Bridal traditions and customs: what do they all mean?

Weddings are the perfect time for a bride and groom to show their personalities and express their beliefs to the people they love. Today, many couples look toward their heritages as a renewed source for the customs and traditions they will use in their wedding ceremony.

When planning your ceremony, you may encounter many traditions that you have seen practiced before, but might be unsure of their origination. What, exactly, do all these time-honored traditions really symbolize?

The wedding ring
According to the Brides Book of Etiquette, the circular shape of the wedding ring symbolizes never-ending love. According to folklore, the ring protected the bride against evil spirits; if the bride or groom dropped it during the ceremony, bad luck would follow. Originally, rings were made of rushes, hemp or braided grass, that had to be replaced every year. Romans chose more durable iron to symbolize the permanence of marriage. Gold always has been a popular, but more expensive choice, symbolizing lasting beauty, purity and strength. In ancient Egypt, before coins were minted, gold rings were used as currency and as a symbol of the groom’s wealth and intention to wed. To show that he trusted his wife with his money, the Egyptian husband placed a gold ring on the third finger of her left hand.

The bridal veil
Originally, the bride’s veil symbolized her youth and virginity. Veils helped the bride remain modest and hide herself from jealous spirits. Even today, in Muslim countries in the Middle East, Africa and Eastern Europe, a young man is bound by constraints of religious modesty to conduct his entire courtship while his bride-to-be remains veiled. He’s not permitted to see her face until after the wedding.

The white wedding
White has been a symbol of celebration for some 2,000 years, since the Roman era. In 19th-century Victorian times, white was a sign of affluence (it was assumed that she would only be able to wear a white dress once or twice before it was soiled). At the beginning of the 20th century, white became synonymous with purity. Today, the color white once again symbolizes joy on the wedding day; women who are remarrying may choose among many shades of white—from bright white to ecru to champagne.

The bridal handkerchief
Not all brides walk down the aisle with one, but if you choose to, it is considered a good omen. Early farmers thought a bride’s wedding-day tears were lucky and brought rain for their crops. Later, it was believed that a bride “who cried at her wedding#&148; would never shed another tear about her marriage.

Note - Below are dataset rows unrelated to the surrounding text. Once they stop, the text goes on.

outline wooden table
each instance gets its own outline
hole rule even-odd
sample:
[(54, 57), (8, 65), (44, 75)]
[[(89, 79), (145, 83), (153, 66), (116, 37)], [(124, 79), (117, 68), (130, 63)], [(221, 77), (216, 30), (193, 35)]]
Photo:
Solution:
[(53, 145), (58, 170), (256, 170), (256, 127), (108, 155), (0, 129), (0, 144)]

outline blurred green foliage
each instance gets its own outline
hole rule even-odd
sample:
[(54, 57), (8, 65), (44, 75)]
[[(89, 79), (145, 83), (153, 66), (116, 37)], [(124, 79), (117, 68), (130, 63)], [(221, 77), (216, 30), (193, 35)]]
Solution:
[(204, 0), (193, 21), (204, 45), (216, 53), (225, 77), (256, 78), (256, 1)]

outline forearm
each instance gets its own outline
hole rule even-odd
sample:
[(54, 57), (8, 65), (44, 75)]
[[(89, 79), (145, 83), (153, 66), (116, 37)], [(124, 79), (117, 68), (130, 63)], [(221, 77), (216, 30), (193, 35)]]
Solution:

Something old, something new

This custom stems from an old English rhyme, “Something olde, something new, something borrowed, something blue, and a sixpence in her shoe. . .#&148; Brides throughout the decades have taken care to include these touches in their bridal outfit, a nod to tradition and superstition. The symbolism: continuity, optimism for the future, borrowed happiness, fidelity and good fortune.

Something blue
Brides in ancient Israel wore blue ribbons on the borders of their fringed robes to denote modesty, fidelity and love—ideals still associated with that color. Blue is also the color that represents the purity and innocence of the Virgin Mary.

A coin in the shoe
This custom originated in England, where coins were given to young ladies as love tokens. A gentleman burnished the reverse side of the coin, then engraved the initials for his beloved. In Sweden, the bride’s father places a piece of silver in her left shoe; her mother a piece of gold in her right, so that she may never lack in luxuries. Royal brides traditionally have a tiny silver horseshoe sewn in the hem of their gown for good luck.

The kiss
From the days of ancient Rome, the kiss was a legal bond that sealed contracts, and thus, the betrothal. Christianity incorporated the betrothal ceremony into the marriage ritual. It also was believed that when a couple kissed, part of each of their souls was left behind in the other when their breath was exchanged.